Bias and Benefit Induced by Intra-Species Paralogy in Guilt by Association Methods to Predict Protein Function
Abstract
Most genomes contain large amounts of orphan genes. For example, 60\% of the P.falciparum genes (the main causal agent of Malaria) lack functional annotation. New approaches, commonly referred as Guilt by Association (GBA) methods, have been proposed to functionally annotate the orphan genes. These methods are based on classification (non-supervised or supervised) applied on post-genomic data. They typically use transcriptome and protein interaction data, but do not exploit paralogy. However, homologous genes from the same species (i.e. paralogues) tend to share similar function(s). Results: This article focus on the effects of paralogy on GBA methods. We illustrate the strength of the dependence between functional annotations and paralogy, and show that applying any GBA method without accounting for this form of homology has two opposite effects: it leads us to over-estimate the method accuracy with orphan genes, and to lose the benefit of paralogy. We present and discuss a resampling algorithm to correctly estimate the performance of any GBA method, as well as a simple, general scheme that can be combined with any GBA method in order to benefit from paralogy. Both procedures are used to measure the bias and benefit on transcriptomic data from Yeast and P.falciparum, two organisms that are well and poorly annotated, respectively.

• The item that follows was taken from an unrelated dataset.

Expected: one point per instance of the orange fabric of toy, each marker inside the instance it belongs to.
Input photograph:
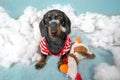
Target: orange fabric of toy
(64, 68)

Our results show that both the bias and the benefit induced by paralogy may be substantial, depending on the GBA methods to be considered, the data and the organisms. Conclusions: The search of annotated paralogues should be incorporated in the design of any GBA methods. Moreover, our resampling procedure should be used routinely to obtain predictions with unbiased performance estimates, which is of first importance, eg, to chose among contradictory predictions, or to select target genes to perform wet experiments.